Os países ricos resolveram bloquear o texto que propunha a discussão de um novo fundo específico para a biodiversidade, que os países em desenvolvimento aguardam há 32 anos. O caldo entornou
Por Daniela Chiaretti
Em reviravolta inesperada, a COP16 foi suspensa. Discutia-se um ponto nevrálgico da Conferência de Biodiversidade em Cáli, na manhã deste sábado (2): a mobilização de recursos financeiros. Os países ricos resolveram bloquear o texto que propunha a discussão de um novo fundo específico para a biodiversidade, que os países em desenvolvimento aguardam há 32 anos. O caldo entornou.
“Minha delegação não está pronta para discutir nada mais até que tenhamos uma solução para isso”, disse a diplomata Maria Angelica Ikeda, chefe dos negociadores brasileiros.

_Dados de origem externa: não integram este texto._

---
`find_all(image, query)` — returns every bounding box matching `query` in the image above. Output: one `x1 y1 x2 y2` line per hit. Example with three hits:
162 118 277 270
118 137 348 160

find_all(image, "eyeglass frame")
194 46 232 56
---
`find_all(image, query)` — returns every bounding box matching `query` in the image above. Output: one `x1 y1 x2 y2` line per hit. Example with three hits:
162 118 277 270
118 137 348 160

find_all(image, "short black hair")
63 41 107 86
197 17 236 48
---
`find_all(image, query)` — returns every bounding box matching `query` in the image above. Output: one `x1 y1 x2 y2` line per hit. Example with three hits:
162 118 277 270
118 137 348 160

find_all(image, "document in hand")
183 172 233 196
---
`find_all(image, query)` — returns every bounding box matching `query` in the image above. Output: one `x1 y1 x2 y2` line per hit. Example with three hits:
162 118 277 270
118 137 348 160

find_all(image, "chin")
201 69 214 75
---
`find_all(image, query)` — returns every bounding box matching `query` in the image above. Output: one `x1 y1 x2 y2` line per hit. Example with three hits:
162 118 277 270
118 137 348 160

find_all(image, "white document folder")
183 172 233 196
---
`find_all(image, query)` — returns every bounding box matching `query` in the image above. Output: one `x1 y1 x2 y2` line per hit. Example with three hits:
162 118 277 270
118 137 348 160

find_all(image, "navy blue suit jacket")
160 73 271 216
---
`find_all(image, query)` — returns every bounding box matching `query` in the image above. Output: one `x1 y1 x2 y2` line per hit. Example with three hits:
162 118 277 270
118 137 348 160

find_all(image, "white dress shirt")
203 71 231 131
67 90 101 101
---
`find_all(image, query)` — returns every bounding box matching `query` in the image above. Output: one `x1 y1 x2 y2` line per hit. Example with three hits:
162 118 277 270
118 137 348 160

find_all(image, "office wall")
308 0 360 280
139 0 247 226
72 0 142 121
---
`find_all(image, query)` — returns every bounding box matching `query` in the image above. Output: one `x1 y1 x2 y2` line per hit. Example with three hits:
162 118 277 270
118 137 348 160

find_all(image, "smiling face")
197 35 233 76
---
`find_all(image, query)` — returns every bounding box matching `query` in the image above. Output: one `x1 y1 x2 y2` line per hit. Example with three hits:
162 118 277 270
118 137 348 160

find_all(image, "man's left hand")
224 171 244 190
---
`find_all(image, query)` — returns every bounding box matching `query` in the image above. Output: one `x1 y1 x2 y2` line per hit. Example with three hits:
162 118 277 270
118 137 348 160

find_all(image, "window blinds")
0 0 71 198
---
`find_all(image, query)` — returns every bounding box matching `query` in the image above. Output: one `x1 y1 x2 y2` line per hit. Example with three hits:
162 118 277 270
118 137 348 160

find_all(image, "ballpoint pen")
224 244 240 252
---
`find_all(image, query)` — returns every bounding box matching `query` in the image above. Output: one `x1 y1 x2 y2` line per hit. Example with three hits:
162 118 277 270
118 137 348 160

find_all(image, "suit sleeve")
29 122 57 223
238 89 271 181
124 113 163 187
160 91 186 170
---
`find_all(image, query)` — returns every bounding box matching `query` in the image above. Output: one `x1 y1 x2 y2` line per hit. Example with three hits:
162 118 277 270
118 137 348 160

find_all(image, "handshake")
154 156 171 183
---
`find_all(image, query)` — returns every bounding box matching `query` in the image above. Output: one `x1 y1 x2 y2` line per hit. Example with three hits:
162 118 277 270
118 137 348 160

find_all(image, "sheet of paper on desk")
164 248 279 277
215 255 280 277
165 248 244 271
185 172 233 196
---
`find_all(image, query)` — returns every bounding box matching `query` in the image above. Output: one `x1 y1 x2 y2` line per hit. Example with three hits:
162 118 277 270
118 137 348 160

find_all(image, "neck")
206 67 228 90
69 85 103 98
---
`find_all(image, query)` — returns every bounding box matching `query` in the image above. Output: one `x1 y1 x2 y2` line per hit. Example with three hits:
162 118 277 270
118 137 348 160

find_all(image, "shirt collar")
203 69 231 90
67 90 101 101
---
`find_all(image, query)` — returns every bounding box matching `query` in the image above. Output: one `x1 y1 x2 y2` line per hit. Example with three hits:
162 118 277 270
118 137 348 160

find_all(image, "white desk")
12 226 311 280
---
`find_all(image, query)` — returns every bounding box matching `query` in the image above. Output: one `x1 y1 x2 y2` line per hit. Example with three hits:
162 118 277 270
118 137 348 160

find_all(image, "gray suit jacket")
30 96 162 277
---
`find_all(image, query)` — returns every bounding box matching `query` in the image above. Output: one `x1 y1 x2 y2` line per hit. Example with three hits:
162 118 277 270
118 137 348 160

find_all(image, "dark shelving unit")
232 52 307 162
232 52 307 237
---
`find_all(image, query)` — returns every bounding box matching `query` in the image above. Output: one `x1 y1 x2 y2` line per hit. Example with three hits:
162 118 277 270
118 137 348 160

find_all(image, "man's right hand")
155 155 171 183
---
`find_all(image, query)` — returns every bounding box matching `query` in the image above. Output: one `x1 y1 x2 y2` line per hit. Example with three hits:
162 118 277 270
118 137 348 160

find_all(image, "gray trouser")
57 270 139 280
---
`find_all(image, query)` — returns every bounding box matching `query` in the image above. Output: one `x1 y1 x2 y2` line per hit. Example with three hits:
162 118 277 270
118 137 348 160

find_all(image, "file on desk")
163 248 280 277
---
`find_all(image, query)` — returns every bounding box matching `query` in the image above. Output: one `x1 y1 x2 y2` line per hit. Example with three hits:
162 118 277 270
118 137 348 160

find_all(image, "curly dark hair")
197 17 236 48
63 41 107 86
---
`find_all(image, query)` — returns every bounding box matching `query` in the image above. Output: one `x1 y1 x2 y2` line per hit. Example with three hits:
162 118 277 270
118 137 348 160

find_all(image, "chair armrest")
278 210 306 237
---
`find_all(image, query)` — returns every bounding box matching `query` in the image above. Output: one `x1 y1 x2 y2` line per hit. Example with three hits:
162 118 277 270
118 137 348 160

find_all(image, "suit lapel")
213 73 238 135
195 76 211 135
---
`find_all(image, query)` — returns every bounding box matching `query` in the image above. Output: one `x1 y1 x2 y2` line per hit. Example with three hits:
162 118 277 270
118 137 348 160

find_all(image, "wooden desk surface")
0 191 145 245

O delegado do Panamá pediu a contagem dos presentes. Sem quórum, a COP16 foi suspensa. Terá que ser retomada no futuro.
A COP de Cali ficou com jeito da COP de Copenhague, no caso do clima. A conferência, que ocorreu em 2009, tinha que fazer um acordo climático global, mas o mundo não estava pronto. A COP fracassou e o consenso global sobre o clima só saiu em 2015, no Acordo de Paris. “ Cali será a Copenhague da CDB”, disse um observador preocupado, referindo-se à Convenção de Biodiversidade, a CDB.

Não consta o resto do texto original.